Los guionistas de series dicen que lo más difícil es encontrar un buen final. Los que hemos tenido Friends como sitcom de referencia en los años noventa, recordamos con ternura la escena final, en la que los seis protagonistas iban dejando las llaves del piso en el recibidor. O para los enamorados de The West Wing, la escena de la biblioteca. Nos entraba un soplo, algunos diréis que morriña, de todos los buenos momentos pasados juntos con unos protagonistas que ya considerábamos amigos.
Tras haber vivido con intensidad, como muchos catalanes, los últimos años de nuestra vida política, y sin más ánimo que el de volver a la normalidad, visto lo visto, propongo una reflexión. Quiero mirar la vida política de Puigdemont como una distopía, en la que él es a la vez protagonista, productor, director y guionista de su propia serie, que podría titularse El procés, Misión: Imposible VIII, o La historia interminable, o Plats bruts.
El mundo audiovisual nos tiene acostumbrados a ir repitiendo temporadas si la audiencia lo reclama. Parece como si, esta vez, los espectadores de la serie Puigdemont estén ansiosos por tener ya, de una vez por todas, un final feliz, que solo puede acabar con el retorno del protagonista. Y qué mejor forma de acabar la serie que jugándose el todo por el todo, que el protagonista vuelva poco antes de las elecciones para intentar provocar un revulsivo cambio de escenario electoral y una remontada espectacular en los resultados finales.
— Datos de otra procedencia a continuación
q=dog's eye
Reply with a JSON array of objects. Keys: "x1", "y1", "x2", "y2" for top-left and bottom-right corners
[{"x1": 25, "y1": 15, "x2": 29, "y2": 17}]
Las ventajas del regreso pocos días antes de las elecciones son múltiples. En primer lugar, demostraría que desafía una vez más, pero ahora de verdad, a las autoridades españolas y a la policía autonómica, que seguramente deberían proceder a su encarcelamiento. No saben ni quién ni cómo, porque certezas judiciales tenemos ya muy pocas. Después sería una forma clara de demostrar que realmente nunca ha tenido miedo a ser encarcelado y que el exilio era una estrategia magistral de enfrentamiento con el Estado. Un poco tarde, pero algunos le darían el beneficio de la duda. Me imagino un mitin final en Girona, con el estadio de Montilivi lleno hasta los topes. Difícil de combatir como herramienta de campaña. Muy poderoso como imagen y casi imbatible como recurso de última semana electoral. No dudo de que todo esto está pensado y repensado en su faceta de guionista, y casi diría que la puesta en escena ya está casi decidida.
Parece que los espectadores de la serie Puigdemont estén ansiosos por tener ya, de una vez por todas, un final feliz
Pero seguro que en la faceta de productor de la serie, Puigdemont contempla también muchos otros escenarios. Uno podría ser aparecer por sorpresa durante unas horas en algún lugar remoto de los Pirineos, o en Prats de Molló, donde puedes poner un pie a cada lado de la frontera, para sacarse una foto tuiteada con lemas cada vez más atrevidos. Otro, sobrevolar con una avioneta la Costa Brava, y demostrar que no tiene ningún tipo de miedo, al menos a volar. Podría compartir algunas ideas más todavía, con la certeza de que todas han sido evaluadas y de que todas aún son posibles.
Lo único imposible en esta gran tragicomedia volteriana a la que nos tiene acostumbrados Puigdemont es que si gana tenga posibilidades de gobernar. No porque los pactos puedan acabar siendo posibles, que vete a saber, sino porque no tiene nada de ganas. Demasiados años, demasiadas jugadas maestras y demasiado pendiente de Twitter. Demasiado tiempo perdido dudando de todo y de todos. Demasiados capítulos y demasiadas temporadas. Los personajes de series no tienen vidas mucho más originales que las de cualquier otro ciudadano cuando se apagan los focos. Suelen comer tres veces, viajar con los amigos o las parejas, ejercer con solvencia alguna profesión, tener aficiones menudas y amables y, si han tenido la suerte de dedicarse un poco a la familia, disfrutar de buenos momentos con sus hijos y sus nietos.
Al final, la política de primer nivel es, en esencia, una vocación, pero sobre todo una profesión. Un exceso de vocación, cuando las circunstancias no ayudan, deja poco sitio a la profesión. Y las dinámicas de gestión política profesional no dan para crear una serie que mantenga audiencias. Quizás algún documental. Pero no una sitcom de éxito. Por lo tanto, estemos atentos a este último capítulo de la última temporada, que solo puede acabar con el retorno, real o simbólico, de un gran guionista, dispuesto a todo para mantener la audiencia. Y que se dedique a escribir otra serie que no sea de política-ficción. En mi opinión, al menos, la única serie política que ha valido la pena es The West Wing.